Den Kulturmarkt besser verstehen

Der Deutsche Kulturrat legt ein Kompendium zur wirtschaftlichen und sozialen Lage vor


(nmz) -
Gabriele Schulz und Olaf Zimmermann, stellvertretende Geschäftsführerin und Geschäftsführer des Deutschen Kulturrates, haben mit der Studie „Frauen und Männer im Kulturmarkt“ ein beeindruckendes und umfassendes Kompendium vorgelegt, in dem Zahlen, Daten und Fakten zur wirtschaftlichen und sozialen Lage von Künstlerinnen und Künstlern im weiteren Sinne, auch zur Kulturwirtschaft zusammengetragen und präsentiert werden. Auf über 500 Seiten wird der Leser/Nutzer differenziert über die unterschiedlichen Kultursparten, über Ausbildung, sozialversicherungspflichtig Beschäftigte sowie Selbständige informiert: Wie viele Menschen sind beschäftigt? Wie ist der Männer-/Frauenanteil, Altersstufen, Anteil von Ausländerinnen und Ausländern, Ost-/Westverteilung? Et cetera. Natürlich gibt es auch Auskünfte über Einkommen und – nach wie vor erschreckend – über den Gender Pay Gap, der mitnichten durchweg gesenkt werden konnte, trotz aller Thematisierung des Missstandes in den letzten Jahren.
Ein Artikel von Barbara Haack

Eine Zusammenfassung der Ergebnisse ist schlicht unmöglich. Überhaupt eignet sich die Studie nicht, um sie von vorne bis hinten durchzulesen. Dennoch sollte sie im Bücherschrank der Menschen, die beruflich mit Kunst und Kultur zu tun haben, möglicherweise auch für ihre Sparten eintreten müssen, um Konditionen und Rahmenbedingungen zu verbessern, nicht fehlen. Als Grundlage für ein besseres Verständnis des Kulturmarktes ist sie ein echtes Pfund.

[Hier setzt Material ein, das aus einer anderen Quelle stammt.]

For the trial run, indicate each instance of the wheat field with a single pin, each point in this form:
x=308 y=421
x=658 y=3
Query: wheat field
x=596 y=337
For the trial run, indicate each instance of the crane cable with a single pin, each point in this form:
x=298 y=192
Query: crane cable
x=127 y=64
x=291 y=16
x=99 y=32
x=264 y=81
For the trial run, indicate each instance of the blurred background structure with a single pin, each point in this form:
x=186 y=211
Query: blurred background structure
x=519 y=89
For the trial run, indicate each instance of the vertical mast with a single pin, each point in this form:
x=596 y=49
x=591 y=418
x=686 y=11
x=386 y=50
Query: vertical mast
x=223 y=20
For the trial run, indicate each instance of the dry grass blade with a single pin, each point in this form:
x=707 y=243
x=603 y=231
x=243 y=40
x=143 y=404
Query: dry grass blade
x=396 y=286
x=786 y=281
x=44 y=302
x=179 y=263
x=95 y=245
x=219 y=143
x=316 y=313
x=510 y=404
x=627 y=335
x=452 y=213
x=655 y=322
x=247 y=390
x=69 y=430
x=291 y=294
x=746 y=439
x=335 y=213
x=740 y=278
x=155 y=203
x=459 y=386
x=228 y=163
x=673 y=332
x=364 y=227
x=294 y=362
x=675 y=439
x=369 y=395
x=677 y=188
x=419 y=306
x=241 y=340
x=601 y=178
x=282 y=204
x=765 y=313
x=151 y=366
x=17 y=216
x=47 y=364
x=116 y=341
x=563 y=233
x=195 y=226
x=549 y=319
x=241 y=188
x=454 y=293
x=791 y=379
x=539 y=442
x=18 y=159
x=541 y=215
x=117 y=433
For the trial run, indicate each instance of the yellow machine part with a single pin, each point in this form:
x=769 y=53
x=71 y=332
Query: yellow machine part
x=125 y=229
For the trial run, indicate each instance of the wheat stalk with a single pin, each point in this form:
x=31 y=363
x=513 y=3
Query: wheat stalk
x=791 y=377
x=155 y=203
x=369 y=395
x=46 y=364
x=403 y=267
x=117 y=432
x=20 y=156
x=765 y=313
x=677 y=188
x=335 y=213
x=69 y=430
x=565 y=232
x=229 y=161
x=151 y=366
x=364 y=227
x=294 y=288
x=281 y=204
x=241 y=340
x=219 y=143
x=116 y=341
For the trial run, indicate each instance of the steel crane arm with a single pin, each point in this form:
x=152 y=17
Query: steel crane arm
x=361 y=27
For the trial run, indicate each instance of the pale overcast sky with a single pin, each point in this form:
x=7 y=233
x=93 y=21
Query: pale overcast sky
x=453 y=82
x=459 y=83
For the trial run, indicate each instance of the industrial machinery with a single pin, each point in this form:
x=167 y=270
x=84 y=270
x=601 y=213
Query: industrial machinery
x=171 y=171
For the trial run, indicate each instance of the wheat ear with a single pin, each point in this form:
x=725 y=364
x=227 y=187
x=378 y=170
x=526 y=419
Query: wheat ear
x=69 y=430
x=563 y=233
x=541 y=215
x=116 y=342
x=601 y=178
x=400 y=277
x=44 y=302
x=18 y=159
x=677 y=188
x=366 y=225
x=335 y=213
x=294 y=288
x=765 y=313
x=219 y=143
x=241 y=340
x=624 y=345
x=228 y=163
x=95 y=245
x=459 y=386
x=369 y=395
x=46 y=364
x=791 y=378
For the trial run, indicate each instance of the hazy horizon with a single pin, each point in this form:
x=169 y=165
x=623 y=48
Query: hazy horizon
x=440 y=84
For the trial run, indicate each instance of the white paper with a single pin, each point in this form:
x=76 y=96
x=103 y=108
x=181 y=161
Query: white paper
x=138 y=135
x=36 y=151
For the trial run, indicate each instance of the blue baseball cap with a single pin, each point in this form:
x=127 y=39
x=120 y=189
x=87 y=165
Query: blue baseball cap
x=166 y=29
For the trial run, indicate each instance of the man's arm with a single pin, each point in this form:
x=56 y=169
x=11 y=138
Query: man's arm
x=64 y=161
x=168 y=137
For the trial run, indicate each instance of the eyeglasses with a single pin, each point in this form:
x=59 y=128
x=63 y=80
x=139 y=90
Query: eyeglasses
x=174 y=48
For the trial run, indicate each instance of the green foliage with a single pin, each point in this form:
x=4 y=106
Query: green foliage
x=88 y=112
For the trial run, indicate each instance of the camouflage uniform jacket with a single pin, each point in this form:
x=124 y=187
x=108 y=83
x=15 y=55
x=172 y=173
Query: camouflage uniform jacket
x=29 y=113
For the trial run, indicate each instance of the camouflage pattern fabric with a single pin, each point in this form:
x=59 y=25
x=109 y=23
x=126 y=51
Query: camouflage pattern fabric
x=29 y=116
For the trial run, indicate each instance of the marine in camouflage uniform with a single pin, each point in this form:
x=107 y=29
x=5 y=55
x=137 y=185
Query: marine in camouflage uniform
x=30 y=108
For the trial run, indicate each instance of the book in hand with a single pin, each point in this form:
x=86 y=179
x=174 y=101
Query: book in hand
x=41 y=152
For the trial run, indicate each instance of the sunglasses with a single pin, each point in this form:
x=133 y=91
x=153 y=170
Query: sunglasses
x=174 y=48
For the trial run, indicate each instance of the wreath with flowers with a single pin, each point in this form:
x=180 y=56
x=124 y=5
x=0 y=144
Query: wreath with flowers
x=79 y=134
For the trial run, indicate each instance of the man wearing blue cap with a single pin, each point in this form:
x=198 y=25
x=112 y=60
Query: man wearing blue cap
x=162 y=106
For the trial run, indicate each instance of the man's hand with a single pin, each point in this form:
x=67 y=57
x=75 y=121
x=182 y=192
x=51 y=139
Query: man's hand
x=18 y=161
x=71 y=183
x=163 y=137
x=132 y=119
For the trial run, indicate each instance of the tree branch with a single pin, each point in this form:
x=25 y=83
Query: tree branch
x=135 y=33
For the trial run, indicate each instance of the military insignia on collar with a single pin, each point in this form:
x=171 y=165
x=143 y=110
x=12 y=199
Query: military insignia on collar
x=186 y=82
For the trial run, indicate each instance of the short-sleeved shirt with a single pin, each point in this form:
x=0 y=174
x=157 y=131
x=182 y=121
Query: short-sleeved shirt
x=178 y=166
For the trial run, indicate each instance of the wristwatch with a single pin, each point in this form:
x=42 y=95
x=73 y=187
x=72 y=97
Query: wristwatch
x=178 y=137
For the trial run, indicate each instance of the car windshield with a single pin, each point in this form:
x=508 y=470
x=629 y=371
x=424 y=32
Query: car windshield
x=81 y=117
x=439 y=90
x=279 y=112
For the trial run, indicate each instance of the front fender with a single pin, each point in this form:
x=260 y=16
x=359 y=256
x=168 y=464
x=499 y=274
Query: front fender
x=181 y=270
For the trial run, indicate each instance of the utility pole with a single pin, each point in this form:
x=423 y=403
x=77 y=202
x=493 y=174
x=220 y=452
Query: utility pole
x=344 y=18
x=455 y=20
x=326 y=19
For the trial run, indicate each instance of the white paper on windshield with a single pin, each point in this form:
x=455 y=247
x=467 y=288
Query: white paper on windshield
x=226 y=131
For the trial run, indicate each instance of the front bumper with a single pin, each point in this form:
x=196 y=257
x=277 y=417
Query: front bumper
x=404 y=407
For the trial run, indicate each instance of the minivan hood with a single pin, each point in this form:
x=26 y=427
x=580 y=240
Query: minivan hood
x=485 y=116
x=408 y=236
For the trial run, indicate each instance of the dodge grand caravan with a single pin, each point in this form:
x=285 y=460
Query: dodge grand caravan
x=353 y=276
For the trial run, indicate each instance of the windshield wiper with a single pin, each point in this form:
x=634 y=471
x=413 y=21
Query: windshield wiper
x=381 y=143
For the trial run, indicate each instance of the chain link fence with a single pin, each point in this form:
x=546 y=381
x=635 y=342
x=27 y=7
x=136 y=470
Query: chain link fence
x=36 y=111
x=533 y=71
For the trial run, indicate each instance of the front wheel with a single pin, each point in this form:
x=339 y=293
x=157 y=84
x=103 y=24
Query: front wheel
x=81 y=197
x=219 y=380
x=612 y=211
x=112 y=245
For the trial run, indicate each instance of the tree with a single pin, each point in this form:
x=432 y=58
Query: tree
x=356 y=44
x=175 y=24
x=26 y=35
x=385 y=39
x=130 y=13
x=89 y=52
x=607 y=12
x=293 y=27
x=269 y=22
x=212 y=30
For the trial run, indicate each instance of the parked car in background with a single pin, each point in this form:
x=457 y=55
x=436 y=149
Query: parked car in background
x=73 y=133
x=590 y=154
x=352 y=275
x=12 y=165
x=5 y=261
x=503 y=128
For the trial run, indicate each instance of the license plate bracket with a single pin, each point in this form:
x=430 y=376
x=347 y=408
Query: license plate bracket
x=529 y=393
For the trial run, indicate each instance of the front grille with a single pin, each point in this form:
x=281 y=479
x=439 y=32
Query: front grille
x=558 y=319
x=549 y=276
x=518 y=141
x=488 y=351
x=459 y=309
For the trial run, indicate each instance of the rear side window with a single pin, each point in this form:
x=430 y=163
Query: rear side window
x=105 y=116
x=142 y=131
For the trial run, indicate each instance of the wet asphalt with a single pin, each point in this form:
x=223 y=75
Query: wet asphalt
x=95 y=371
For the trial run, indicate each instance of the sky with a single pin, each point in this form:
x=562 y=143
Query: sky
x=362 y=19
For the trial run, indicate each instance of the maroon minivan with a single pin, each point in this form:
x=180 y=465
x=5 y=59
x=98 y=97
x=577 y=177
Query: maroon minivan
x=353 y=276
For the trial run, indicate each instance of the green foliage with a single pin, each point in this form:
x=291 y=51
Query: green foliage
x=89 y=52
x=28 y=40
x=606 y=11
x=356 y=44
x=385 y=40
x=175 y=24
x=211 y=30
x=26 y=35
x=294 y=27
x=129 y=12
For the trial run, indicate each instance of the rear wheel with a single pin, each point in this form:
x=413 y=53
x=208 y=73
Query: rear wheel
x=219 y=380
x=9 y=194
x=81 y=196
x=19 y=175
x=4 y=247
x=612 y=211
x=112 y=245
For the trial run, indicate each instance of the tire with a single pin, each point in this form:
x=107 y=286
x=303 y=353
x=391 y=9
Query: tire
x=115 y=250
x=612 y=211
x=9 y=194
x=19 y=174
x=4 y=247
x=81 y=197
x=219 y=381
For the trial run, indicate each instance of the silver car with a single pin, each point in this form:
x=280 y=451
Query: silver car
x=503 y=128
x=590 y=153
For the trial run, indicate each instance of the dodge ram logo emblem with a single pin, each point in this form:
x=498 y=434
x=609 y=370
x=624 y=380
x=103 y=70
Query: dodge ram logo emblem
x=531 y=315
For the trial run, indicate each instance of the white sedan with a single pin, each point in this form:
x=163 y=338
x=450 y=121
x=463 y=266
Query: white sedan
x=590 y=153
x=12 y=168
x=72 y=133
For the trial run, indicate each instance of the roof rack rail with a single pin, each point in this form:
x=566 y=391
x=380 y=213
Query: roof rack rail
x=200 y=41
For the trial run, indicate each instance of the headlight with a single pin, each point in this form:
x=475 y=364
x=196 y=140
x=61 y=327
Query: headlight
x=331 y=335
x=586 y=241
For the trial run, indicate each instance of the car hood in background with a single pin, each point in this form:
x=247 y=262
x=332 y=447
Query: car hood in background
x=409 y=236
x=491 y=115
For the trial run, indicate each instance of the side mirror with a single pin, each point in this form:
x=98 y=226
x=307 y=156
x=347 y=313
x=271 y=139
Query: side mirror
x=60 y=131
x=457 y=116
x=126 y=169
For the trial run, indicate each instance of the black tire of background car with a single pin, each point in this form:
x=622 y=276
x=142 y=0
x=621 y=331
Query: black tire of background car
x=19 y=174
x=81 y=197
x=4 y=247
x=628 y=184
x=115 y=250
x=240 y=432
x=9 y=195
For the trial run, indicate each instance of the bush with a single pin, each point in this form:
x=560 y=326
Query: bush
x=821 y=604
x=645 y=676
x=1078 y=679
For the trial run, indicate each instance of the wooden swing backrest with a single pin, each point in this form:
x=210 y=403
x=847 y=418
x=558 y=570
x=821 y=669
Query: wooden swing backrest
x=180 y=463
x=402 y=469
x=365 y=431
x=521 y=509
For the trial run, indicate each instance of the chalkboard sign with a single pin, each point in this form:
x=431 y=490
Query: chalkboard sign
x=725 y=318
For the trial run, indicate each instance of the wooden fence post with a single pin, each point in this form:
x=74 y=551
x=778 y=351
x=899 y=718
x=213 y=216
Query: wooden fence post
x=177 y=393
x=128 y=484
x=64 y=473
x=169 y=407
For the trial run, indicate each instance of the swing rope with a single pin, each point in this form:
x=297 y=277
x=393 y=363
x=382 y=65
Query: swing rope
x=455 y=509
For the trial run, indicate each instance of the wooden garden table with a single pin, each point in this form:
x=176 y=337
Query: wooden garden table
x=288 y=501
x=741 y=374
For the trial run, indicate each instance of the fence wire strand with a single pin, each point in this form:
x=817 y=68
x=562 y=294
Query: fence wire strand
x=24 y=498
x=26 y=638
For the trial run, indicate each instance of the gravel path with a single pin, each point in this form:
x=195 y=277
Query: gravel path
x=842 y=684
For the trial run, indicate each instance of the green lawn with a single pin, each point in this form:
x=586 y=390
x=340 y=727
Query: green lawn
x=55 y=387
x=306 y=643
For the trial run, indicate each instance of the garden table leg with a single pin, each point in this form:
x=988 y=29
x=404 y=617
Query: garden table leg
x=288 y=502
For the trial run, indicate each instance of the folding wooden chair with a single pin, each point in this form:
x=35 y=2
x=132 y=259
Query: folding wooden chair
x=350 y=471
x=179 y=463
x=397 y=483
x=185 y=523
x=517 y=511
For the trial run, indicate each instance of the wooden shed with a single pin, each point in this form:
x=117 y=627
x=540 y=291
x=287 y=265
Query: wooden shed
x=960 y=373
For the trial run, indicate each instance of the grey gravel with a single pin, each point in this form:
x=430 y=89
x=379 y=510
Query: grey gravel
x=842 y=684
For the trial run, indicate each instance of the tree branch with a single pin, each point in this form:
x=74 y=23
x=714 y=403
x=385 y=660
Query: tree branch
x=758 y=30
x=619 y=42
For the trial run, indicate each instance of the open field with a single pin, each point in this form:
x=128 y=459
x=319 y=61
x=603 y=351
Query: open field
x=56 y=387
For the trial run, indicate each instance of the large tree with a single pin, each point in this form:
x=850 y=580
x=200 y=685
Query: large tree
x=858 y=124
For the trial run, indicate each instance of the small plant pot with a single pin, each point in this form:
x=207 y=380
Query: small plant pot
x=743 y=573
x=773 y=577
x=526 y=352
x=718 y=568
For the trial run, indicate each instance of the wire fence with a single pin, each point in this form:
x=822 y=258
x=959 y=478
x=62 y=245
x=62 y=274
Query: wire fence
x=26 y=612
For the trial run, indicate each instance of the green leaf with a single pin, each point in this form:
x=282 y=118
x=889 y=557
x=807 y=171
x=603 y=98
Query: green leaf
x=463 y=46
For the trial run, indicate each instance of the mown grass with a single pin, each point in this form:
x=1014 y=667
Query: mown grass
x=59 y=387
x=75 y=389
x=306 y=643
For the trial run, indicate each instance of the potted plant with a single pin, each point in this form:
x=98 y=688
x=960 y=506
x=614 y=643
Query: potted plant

Immerhin, so lesen wir in der Einleitung, ist der Arbeitsmarkt Kultur schon länger kein Nischenmarkt mehr und trägt inzwischen mehr zur Bruttowertschöpfung in Deutschland bei als zum Beispiel die Energieversorgungswirtschaft, die Chemische Industrie oder die Finanzdienstleister. Umso erschreckender sind teilweise die Ergebnisse der Studie. Die Corona-Pandemie habe noch sichtbarer gemacht, wie dünn das Eis der ökonomischen Absicherung der Frauen und Männer, die im Kulturmarkt arbeiten, sei, so die Beobachtung der Autoren.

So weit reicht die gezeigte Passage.